NBIS est autour de 258u. Sur les dernières 24 heures, c’est encore rouge de plus de trois points, mais visuellement, ce n’est pas vraiment ça.
Hier, je viens juste de prendre un gros coup : une hausse d’environ 30 %. Aujourd’hui, le plus haut des dernières 24 heures à 276 n’a pas tenu ; et maintenant, le prix a déjà rendu environ six ou sept points par rapport au sommet. En clair : la hausse est toujours là, mais l’élan s’est essoufflé.
Le problème vient de l’argent. Le volume des positions sur les contrats a diminué d’environ près de 30 % en une journée : les positions à effet de levier qui ont soutenu cette vague de hausse ont pratiquement été nettoyées. Sur le marché spot, sur toute la fenêtre, il n’y a eu aucun flux net de grosses commandes : le rebond n’a pas été acheté par de gros capitaux, c’est le carnet des contrats qui s’agite tout seul. Côté carnet d’ordres, c’est à peu près pareil : plus de la moitié des ordres sont des ventes agressives ; les achats ne restent qu’à un peu plus de 40 % ; le volume sur 7 heures a diminué de moitié. Le carnet d’acheteurs se raréfie, mais la pression vendeuse n’est pas partie.
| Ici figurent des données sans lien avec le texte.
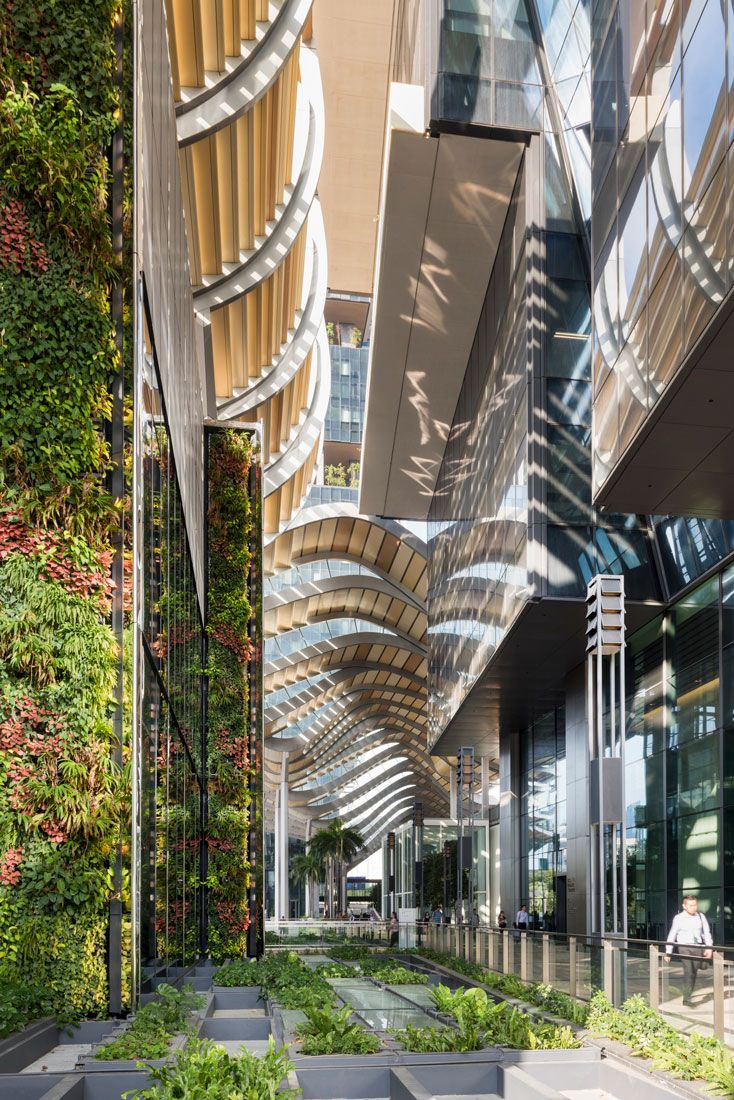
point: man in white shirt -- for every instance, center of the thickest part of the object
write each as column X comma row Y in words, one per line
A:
column 691, row 935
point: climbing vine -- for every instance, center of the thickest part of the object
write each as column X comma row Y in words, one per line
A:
column 231, row 516
column 62, row 798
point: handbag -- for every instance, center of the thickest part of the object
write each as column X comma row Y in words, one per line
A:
column 704, row 964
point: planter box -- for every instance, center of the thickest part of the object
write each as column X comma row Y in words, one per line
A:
column 69, row 1086
column 239, row 1030
column 244, row 998
column 39, row 1038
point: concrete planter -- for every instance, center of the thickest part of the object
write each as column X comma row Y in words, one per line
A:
column 34, row 1042
column 240, row 1029
column 69, row 1086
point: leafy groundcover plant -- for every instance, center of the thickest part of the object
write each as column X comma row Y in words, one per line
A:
column 239, row 972
column 482, row 1023
column 329, row 1031
column 392, row 974
column 550, row 1000
column 154, row 1025
column 646, row 1033
column 284, row 978
column 230, row 530
column 62, row 801
column 205, row 1071
column 352, row 953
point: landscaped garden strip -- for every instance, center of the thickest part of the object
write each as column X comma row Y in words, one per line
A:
column 230, row 648
column 204, row 1069
column 635, row 1025
column 62, row 798
column 154, row 1025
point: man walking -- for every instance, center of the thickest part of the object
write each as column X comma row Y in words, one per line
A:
column 691, row 935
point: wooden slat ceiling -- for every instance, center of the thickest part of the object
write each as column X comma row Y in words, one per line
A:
column 236, row 182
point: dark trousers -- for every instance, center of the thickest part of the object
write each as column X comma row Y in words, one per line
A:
column 690, row 959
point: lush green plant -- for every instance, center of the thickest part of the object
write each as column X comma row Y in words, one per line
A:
column 438, row 1040
column 330, row 1031
column 646, row 1033
column 230, row 525
column 392, row 974
column 205, row 1071
column 545, row 997
column 353, row 953
column 153, row 1026
column 20, row 1001
column 336, row 970
column 62, row 801
column 483, row 1022
column 239, row 972
column 282, row 977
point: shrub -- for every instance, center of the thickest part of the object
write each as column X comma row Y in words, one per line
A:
column 204, row 1069
column 329, row 1031
column 230, row 528
column 154, row 1025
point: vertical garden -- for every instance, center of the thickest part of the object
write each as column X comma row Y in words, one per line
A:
column 234, row 703
column 63, row 787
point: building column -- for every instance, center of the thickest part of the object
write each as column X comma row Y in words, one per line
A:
column 510, row 847
column 282, row 892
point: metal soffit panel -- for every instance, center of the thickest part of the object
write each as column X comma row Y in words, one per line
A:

Les frais sont collés à zéro, plutôt négatifs : personne n’a envie de jouer le rôle du porteur pour pousser les haussiers.
Ce n’est pas non plus dire que ça va s’effondrer. Sur 4 heures, la direction reste encore orientée à la hausse ; le prix reste accroché près des moyennes courtes ; et le ratio positions long/court des gros détenteurs demeure plutôt en faveur des haussiers. Mais juste après s’être fait laver en sortie de sommet, à ce niveau poursuivre le long revient à parier que le carnet des contrats va se rallumer — le rapport coût/efficacité n’est pas bon.
Mon idée : observer, ne pas poursuivre. Si on veut participer, attendre un repli, voir s’il y a quelqu’un qui reprend sur des niveaux plus bas ; une fois accroché, on en reparle ; si ça ne tient pas, on continue d’attendre. Tant que le plateau vient tout juste d’être « nettoyé » au levier, avant que la direction ne sorte clairement, ne vous précipitez pas pour choisir votre camp.
#nbis $NBIS
Hier, je viens juste de prendre un gros coup : une hausse d’environ 30 %. Aujourd’hui, le plus haut des dernières 24 heures à 276 n’a pas tenu ; et maintenant, le prix a déjà rendu environ six ou sept points par rapport au sommet. En clair : la hausse est toujours là, mais l’élan s’est essoufflé.
Le problème vient de l’argent. Le volume des positions sur les contrats a diminué d’environ près de 30 % en une journée : les positions à effet de levier qui ont soutenu cette vague de hausse ont pratiquement été nettoyées. Sur le marché spot, sur toute la fenêtre, il n’y a eu aucun flux net de grosses commandes : le rebond n’a pas été acheté par de gros capitaux, c’est le carnet des contrats qui s’agite tout seul. Côté carnet d’ordres, c’est à peu près pareil : plus de la moitié des ordres sont des ventes agressives ; les achats ne restent qu’à un peu plus de 40 % ; le volume sur 7 heures a diminué de moitié. Le carnet d’acheteurs se raréfie, mais la pression vendeuse n’est pas partie. Les frais sont collés à zéro, plutôt négatifs : personne n’a envie de jouer le rôle du porteur pour pousser les haussiers.
Ce n’est pas non plus dire que ça va s’effondrer. Sur 4 heures, la direction reste encore orientée à la hausse ; le prix reste accroché près des moyennes courtes ; et le ratio positions long/court des gros détenteurs demeure plutôt en faveur des haussiers. Mais juste après s’être fait laver en sortie de sommet, à ce niveau poursuivre le long revient à parier que le carnet des contrats va se rallumer — le rapport coût/efficacité n’est pas bon.
Mon idée : observer, ne pas poursuivre. Si on veut participer, attendre un repli, voir s’il y a quelqu’un qui reprend sur des niveaux plus bas ; une fois accroché, on en reparle ; si ça ne tient pas, on continue d’attendre. Tant que le plateau vient tout juste d’être « nettoyé » au levier, avant que la direction ne sorte clairement, ne vous précipitez pas pour choisir votre camp.